O famoso acordo sobre IA geral (AGI) entre a Microsoft e a OpenAI chegou ao fim
A parceria entre a OpenAI e a Microsoft, que se transformou em uma relação instável, ficou ainda menos comprometida. E uma cláusula sobre inteligência artificial geral, que há anos ditava o futuro do acordo entre elas, foi oficialmente retirada. Na manhã desta segunda-feira, a Microsoft anunciou uma série de grandes mudanças em seu acordo de longa data com a OpenAI. A Microsoft continuará sendo a “principal parceira de nuvem” da OpenAI, e os produtos da OpenAI serão lançados primeiro […]
O acordo entre as duas empresas, que já passou por várias renegociações, tornou-se ainda menos exclusivo.

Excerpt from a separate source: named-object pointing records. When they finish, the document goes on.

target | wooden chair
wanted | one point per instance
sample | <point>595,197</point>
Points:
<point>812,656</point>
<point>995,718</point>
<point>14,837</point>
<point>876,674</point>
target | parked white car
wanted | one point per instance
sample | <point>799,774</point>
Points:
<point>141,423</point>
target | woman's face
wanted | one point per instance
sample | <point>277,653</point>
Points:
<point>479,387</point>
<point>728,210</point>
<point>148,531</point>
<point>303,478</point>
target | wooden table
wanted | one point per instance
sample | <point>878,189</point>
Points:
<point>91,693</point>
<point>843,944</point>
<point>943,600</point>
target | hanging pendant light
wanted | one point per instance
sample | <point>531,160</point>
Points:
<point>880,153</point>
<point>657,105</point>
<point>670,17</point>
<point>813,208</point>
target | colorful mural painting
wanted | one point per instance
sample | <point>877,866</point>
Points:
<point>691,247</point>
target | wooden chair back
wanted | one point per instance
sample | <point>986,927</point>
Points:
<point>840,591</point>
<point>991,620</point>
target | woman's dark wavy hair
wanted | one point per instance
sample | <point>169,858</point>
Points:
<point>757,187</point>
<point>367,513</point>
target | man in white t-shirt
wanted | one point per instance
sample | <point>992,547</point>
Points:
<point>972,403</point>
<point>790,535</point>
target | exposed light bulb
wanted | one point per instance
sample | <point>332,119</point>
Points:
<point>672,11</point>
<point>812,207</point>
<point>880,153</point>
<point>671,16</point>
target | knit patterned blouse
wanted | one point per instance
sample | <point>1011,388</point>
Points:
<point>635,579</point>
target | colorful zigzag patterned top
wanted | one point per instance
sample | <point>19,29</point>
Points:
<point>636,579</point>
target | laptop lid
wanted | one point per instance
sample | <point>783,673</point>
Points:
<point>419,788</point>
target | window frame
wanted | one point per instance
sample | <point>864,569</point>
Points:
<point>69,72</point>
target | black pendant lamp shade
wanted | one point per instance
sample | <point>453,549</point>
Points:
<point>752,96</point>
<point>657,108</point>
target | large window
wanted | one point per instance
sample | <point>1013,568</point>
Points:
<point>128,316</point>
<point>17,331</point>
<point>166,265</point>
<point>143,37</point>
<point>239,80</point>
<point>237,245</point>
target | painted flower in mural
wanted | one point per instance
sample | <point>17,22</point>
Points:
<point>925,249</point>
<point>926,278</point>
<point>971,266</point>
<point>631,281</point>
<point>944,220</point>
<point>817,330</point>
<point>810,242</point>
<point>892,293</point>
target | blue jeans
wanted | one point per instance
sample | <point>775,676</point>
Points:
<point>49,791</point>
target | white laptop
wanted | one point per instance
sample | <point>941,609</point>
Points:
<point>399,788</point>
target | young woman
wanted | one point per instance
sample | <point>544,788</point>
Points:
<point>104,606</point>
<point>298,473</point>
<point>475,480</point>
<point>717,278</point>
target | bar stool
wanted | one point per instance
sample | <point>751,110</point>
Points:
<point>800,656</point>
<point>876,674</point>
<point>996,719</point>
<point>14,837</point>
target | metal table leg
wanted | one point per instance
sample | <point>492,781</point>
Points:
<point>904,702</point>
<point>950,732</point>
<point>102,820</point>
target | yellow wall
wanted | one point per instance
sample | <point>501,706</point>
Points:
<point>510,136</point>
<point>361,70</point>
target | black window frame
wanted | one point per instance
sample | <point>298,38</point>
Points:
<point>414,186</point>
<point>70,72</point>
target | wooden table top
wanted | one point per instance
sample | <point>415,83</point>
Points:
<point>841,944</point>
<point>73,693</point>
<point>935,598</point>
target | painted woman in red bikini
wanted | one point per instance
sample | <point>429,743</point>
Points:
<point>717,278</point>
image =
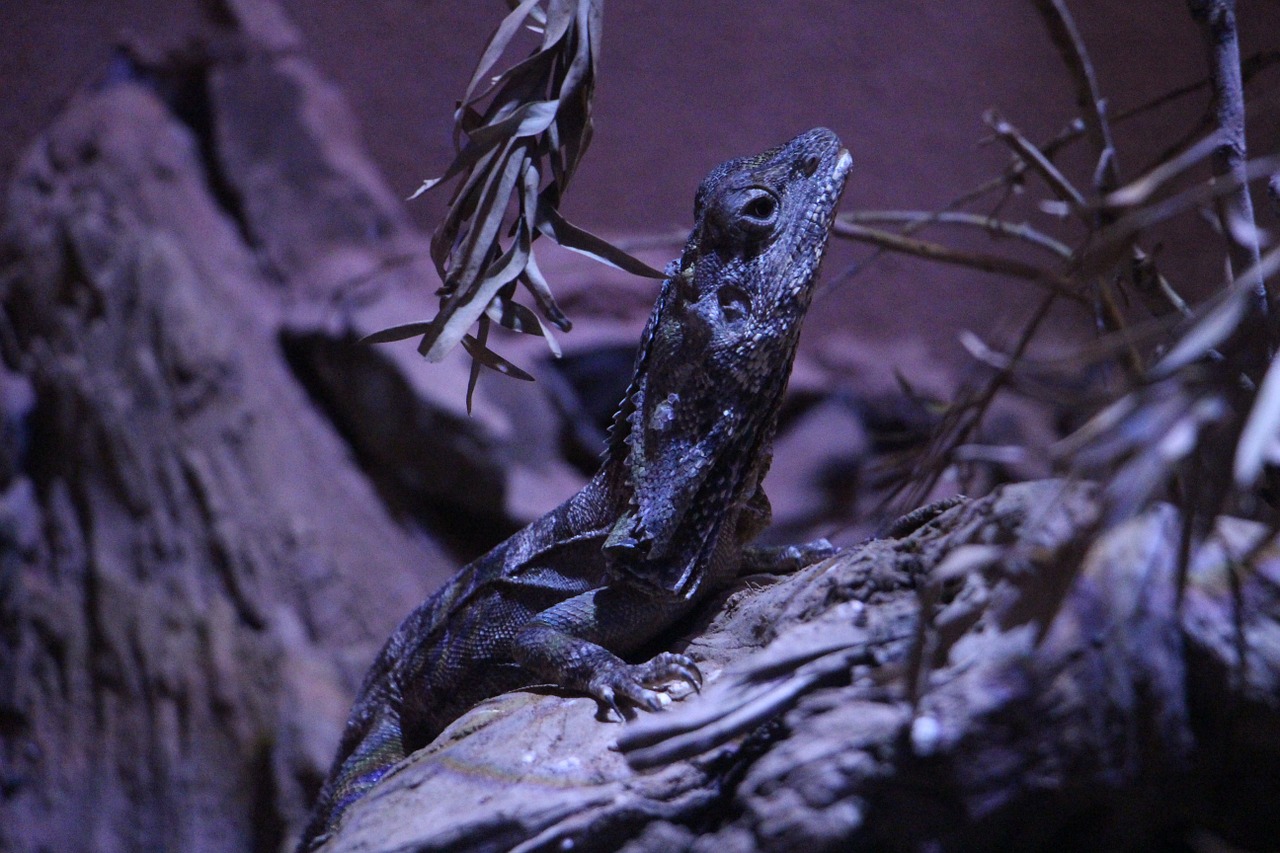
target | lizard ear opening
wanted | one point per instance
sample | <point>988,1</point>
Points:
<point>758,210</point>
<point>735,304</point>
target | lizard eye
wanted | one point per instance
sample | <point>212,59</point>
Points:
<point>758,210</point>
<point>734,302</point>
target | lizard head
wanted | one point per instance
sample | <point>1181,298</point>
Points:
<point>694,429</point>
<point>748,273</point>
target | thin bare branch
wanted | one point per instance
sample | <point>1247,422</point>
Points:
<point>1036,160</point>
<point>1235,209</point>
<point>947,255</point>
<point>1088,96</point>
<point>988,224</point>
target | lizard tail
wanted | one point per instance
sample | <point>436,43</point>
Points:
<point>357,767</point>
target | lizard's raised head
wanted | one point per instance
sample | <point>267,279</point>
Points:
<point>717,352</point>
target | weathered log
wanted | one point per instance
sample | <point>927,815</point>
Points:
<point>1057,696</point>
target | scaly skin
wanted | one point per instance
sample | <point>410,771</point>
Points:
<point>663,523</point>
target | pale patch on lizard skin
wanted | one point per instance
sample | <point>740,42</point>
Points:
<point>668,516</point>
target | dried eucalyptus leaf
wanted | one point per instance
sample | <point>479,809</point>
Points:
<point>397,333</point>
<point>1261,429</point>
<point>457,314</point>
<point>526,119</point>
<point>536,284</point>
<point>560,17</point>
<point>551,223</point>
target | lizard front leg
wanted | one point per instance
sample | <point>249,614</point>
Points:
<point>570,643</point>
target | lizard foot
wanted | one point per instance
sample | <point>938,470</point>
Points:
<point>643,684</point>
<point>785,559</point>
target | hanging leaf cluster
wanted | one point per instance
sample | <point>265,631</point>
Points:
<point>520,135</point>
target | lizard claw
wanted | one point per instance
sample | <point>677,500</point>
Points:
<point>645,685</point>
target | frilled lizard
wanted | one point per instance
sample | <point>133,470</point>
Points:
<point>668,516</point>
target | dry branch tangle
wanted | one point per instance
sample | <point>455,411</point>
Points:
<point>1063,707</point>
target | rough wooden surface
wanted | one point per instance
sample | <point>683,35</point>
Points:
<point>1063,702</point>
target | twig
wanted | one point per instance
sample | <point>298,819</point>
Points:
<point>1088,97</point>
<point>1036,160</point>
<point>990,224</point>
<point>945,254</point>
<point>1235,209</point>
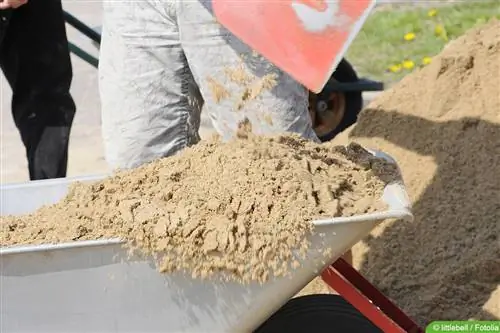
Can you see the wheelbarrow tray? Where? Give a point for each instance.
(95, 286)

O acordo entre as duas empresas, que já passou por várias renegociações, tornou-se ainda menos exclusivo.
A parceria entre a OpenAI e a Microsoft, que já se transformou em uma relação instável, ficou ainda menos comprometida. E uma cláusula sobre inteligência artificial geral, que há anos ditava o futuro do acordo entre elas, foi oficialmente retirada.
Na manhã de segunda-feira, a Microsoft anunciou uma série de grandes mudanças em seu acordo de longa data com a OpenAI. A Microsoft continuará sendo a “principal parceira de nuvem” da OpenAI, e os produtos da OpenAI serão lançados primeiro no Azure, a menos que a Microsoft não possa ou opte por não oferecer os recursos necessários. Mas a OpenAI pode “agora oferecer todos os seus produtos a clientes em qualquer provedor de nuvem”. Isso permite que a OpenAI busque seus objetivos de conquistar clientes corporativos enquanto, segundo relatos, se prepara para abrir o capital — abrindo as portas para trabalhar com a Amazon ou o Google, por exemplo, e tentando aliviar as restrições à sua capacidade de computação que levaram a desentendimentos com a Microsoft. A Microsoft parece continuar recebendo uma parte da receita desses acordos externos.
Talvez mais notavelmente, as duas empresas eliminaram a “cláusula AGI” do contrato, que estabelecia uma série de condições caso uma delas alcançasse a “inteligência artificial geral”. (Trata-se de um termo do setor vagamente definido que normalmente se refere a sistemas de IA que igualam ou superam a inteligência humana em uma ampla gama de tarefas.)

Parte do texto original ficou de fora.